L’Ukraine alerte d’abord depuis le début du conflit : la Russie vole nos enfants, sans toutefois que le chiffre de plus de 14 000 mineurs déportés avancé par Kyiv ne puisse être encore établi. Une enquête substantielle de l’Observatoire des conflits de l’Université de Yale reconnaît qu’au moins 6 000 enfants ont bien été déportés et placés dans différents centres de rééducation. Le service des affaires familiales de Krasnodar aurait même ouvertement annoncé que plus de 1000 bébés de Mariupol auraient trouvé une « nouvelle famille » en Russie. En tout état de cause, le dernier rapport de la Commission d’enquête onusienne a étudié en détail la situation de 164 mineurs provenant initialement de Donetsk, Kharhiv ou Kherson et elle conclut sans hésitations à la commission en l’espèce de crimes de guerre. La Cour entend ensuite depuis toujours protéger les plus jeunes, les plus vulnérables. Les premières affaires jugées par la CPI avaient ainsi placé au cœur des procédures la question des enfants soldats. La lutte contre l’impunité des crimes contre les enfants a plus tard été érigée en priorité du Bureau du Procureur. Les mineurs ne sauraient être contraint à se battre ou être traités comme « butin de guerre ». En l’espèce, plusieurs « incidents » renvoyant à la déportation de centaines de mineurs enlevés à des orphelinats et ensuite donnés à l’adoption en Russie auraient été identifiés.
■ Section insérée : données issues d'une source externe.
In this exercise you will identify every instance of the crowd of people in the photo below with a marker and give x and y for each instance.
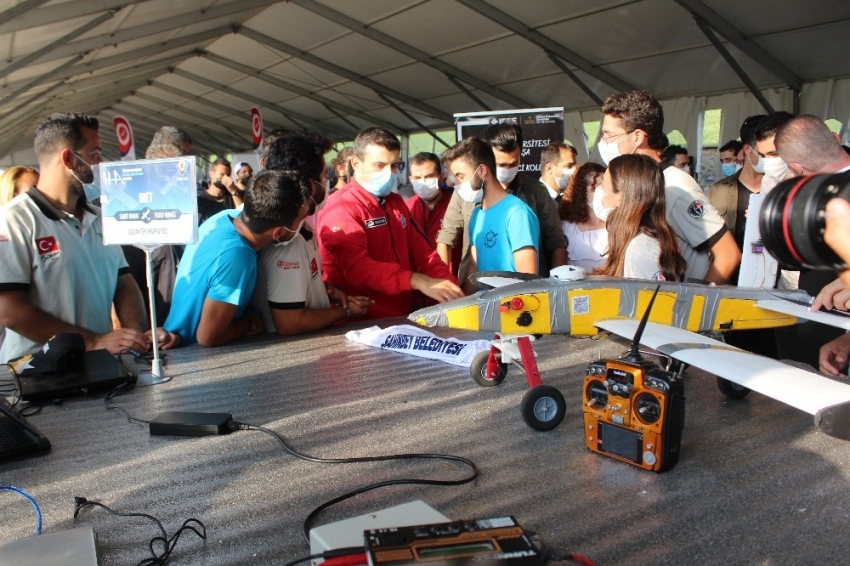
(284, 250)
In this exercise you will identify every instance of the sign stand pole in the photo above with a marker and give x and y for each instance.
(155, 376)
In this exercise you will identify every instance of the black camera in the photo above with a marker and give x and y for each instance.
(793, 220)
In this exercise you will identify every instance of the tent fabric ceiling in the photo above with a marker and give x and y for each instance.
(339, 65)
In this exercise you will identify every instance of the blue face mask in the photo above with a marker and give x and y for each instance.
(382, 183)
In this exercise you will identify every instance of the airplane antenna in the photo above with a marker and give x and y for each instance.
(634, 352)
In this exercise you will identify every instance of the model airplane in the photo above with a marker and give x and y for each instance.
(518, 310)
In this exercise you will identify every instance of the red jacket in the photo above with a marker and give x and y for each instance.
(372, 249)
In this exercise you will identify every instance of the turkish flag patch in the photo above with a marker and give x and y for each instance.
(46, 245)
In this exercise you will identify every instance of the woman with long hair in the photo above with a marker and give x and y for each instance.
(641, 244)
(586, 234)
(16, 180)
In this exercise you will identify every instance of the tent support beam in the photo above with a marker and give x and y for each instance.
(703, 25)
(752, 49)
(573, 77)
(547, 44)
(410, 51)
(410, 117)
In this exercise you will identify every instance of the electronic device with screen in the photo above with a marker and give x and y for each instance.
(498, 540)
(634, 411)
(100, 372)
(17, 436)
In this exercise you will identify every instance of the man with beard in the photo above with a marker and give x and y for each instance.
(55, 273)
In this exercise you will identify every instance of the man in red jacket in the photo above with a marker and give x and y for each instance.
(368, 244)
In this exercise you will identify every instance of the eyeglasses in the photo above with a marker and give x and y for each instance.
(609, 139)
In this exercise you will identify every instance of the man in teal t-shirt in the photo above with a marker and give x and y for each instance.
(216, 276)
(504, 232)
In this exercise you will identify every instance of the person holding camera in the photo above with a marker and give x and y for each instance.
(808, 147)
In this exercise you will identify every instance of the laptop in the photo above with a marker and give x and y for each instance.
(100, 371)
(17, 436)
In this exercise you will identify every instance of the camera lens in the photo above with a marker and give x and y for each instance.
(793, 220)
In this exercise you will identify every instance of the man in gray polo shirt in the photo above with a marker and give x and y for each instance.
(55, 273)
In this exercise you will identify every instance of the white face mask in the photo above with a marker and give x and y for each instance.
(598, 208)
(775, 168)
(467, 193)
(505, 176)
(295, 232)
(610, 150)
(426, 188)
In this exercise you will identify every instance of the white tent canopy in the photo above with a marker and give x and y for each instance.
(340, 65)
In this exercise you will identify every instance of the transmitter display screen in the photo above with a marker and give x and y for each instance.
(463, 549)
(620, 442)
(620, 376)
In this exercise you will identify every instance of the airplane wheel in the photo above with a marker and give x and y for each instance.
(543, 407)
(478, 370)
(732, 390)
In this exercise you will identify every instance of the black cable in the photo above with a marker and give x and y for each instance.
(308, 522)
(168, 543)
(109, 407)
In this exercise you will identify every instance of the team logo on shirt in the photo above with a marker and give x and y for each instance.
(288, 264)
(697, 209)
(375, 222)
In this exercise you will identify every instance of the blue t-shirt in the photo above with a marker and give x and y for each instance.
(501, 230)
(221, 266)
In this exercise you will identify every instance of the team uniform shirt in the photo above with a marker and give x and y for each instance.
(369, 247)
(641, 259)
(221, 266)
(499, 231)
(693, 219)
(430, 221)
(290, 277)
(60, 262)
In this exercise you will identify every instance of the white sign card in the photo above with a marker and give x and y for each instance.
(150, 202)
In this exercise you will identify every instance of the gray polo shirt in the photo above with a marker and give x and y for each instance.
(60, 262)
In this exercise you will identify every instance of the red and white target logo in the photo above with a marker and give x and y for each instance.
(256, 127)
(124, 133)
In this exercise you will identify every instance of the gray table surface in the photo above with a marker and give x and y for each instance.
(756, 483)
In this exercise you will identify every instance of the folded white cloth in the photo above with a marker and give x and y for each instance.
(416, 341)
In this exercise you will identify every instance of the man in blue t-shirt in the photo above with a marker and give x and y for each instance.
(216, 276)
(504, 231)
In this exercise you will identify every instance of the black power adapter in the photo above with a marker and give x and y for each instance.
(179, 423)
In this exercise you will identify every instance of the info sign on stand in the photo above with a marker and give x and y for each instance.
(148, 204)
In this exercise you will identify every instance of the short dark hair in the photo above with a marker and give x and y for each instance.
(732, 145)
(504, 137)
(668, 156)
(473, 151)
(167, 142)
(375, 136)
(749, 127)
(298, 151)
(772, 122)
(424, 157)
(273, 198)
(59, 131)
(638, 109)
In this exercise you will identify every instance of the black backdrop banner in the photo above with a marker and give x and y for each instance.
(540, 127)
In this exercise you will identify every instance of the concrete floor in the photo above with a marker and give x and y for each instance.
(756, 483)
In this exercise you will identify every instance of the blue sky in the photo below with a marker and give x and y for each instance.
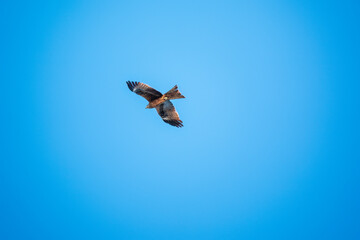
(270, 144)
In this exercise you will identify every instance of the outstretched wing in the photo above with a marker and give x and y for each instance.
(168, 113)
(144, 90)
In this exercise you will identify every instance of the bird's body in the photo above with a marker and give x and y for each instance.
(160, 102)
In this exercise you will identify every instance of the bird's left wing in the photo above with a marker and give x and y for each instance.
(144, 90)
(168, 114)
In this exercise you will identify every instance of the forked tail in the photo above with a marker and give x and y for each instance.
(174, 93)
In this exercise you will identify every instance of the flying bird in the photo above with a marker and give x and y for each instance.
(161, 102)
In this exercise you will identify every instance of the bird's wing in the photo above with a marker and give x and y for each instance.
(168, 113)
(144, 90)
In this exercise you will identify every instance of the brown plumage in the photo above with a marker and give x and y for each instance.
(160, 102)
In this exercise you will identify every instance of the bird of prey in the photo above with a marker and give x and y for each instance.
(161, 102)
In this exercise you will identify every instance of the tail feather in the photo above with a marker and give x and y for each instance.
(174, 93)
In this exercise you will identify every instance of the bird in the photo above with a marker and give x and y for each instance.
(161, 102)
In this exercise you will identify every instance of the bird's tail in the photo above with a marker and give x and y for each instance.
(174, 93)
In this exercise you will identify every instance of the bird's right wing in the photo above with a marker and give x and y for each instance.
(144, 90)
(168, 114)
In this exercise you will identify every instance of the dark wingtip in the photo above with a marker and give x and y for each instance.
(175, 123)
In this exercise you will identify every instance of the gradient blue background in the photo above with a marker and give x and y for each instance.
(270, 147)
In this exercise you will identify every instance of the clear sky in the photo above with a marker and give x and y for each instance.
(270, 144)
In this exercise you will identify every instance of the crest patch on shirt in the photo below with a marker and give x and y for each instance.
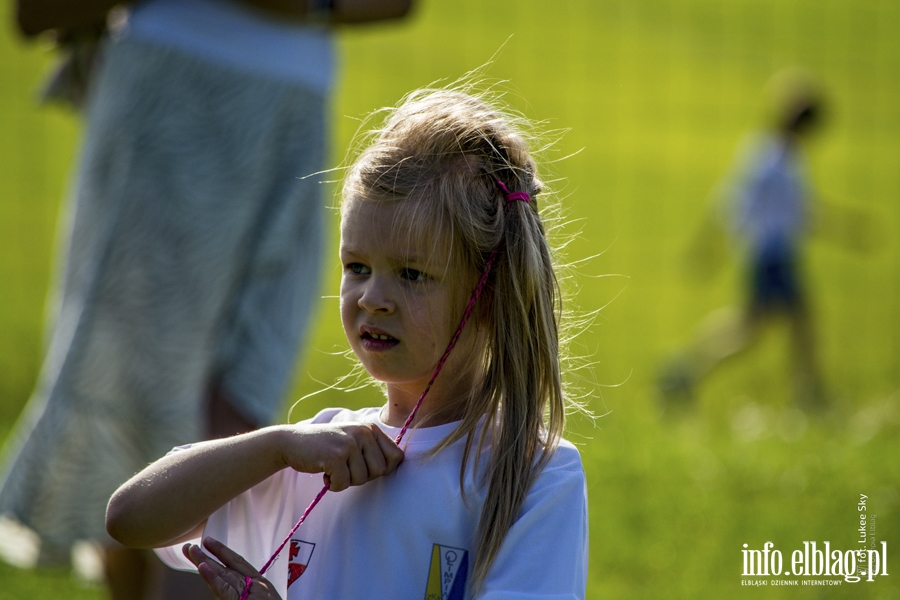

Fort de ces éléments, et compte tenu du standard de preuve exigé à ce stade de la procédure (l’existence de « motifs substantiel de croire que cette personne a commis un crime relevant de la compétence de la Cour » au sens de l’article 58 du Statut), la Chambre ne pouvait que faire droit à la requête du Procureur. Elle l’a fait dans un temps record, en moins d’un mois. La responsabilité de Vladimir Poutine est en l’état envisagée sur le fondement de la commission principale, pour avoir commis les actes directement, conjointement avec d’autres et/ou par l’intermédiaire d’autres personnes (article 25-3-a du Statut), et sur celui de la responsabilité du supérieur hiérarchique (article 28-b du Statut). Simplement, et la démarche est ici originale, la Chambre a décidé de ne pas dévoiler précisément le contenu des mandats délivrés afin de protéger les victimes et les témoins de l’affaire, tout en révélant l’existence de ces mandats, l’identité des suspects, les charges et les modes de responsabilités retenus. La formation considère que « les intérêts de la justice », un concept décidément élastique, commande de divulguer ces derniers éléments. Il s’agit sans doute de montrer à quel point la Cour est ici proactive et de parier sur l’effet dissuasif de la démarche. L’histoire jugera. En toute hypothèse, cette position n’a rien de définitif ou d’exclusif. Il est même probable que d’autres mandats aient pu être délivrés sous scellés comme c’est fréquemment le cas à la Cour ou que d’autres charges puissent être ensuite retenues contre Vladimir Poutine (crimes contre l’humanité voire génocide) – tant celles à ce stade retenues, aussi importantes soient-elles, ne couvrent pas les exactions massives commises par ses troupes sur le terrain. Le New York Times évoque finalement la perspective de nouvelles affaires sur l’« arme du froid », ces attaques russes menées contre des infrastructures civiles, notamment l’approvisionnement en eau et les centrales électriques et gazières, qui sont éloignées des combats et ne sont pas considérées comme des cibles militaires licites.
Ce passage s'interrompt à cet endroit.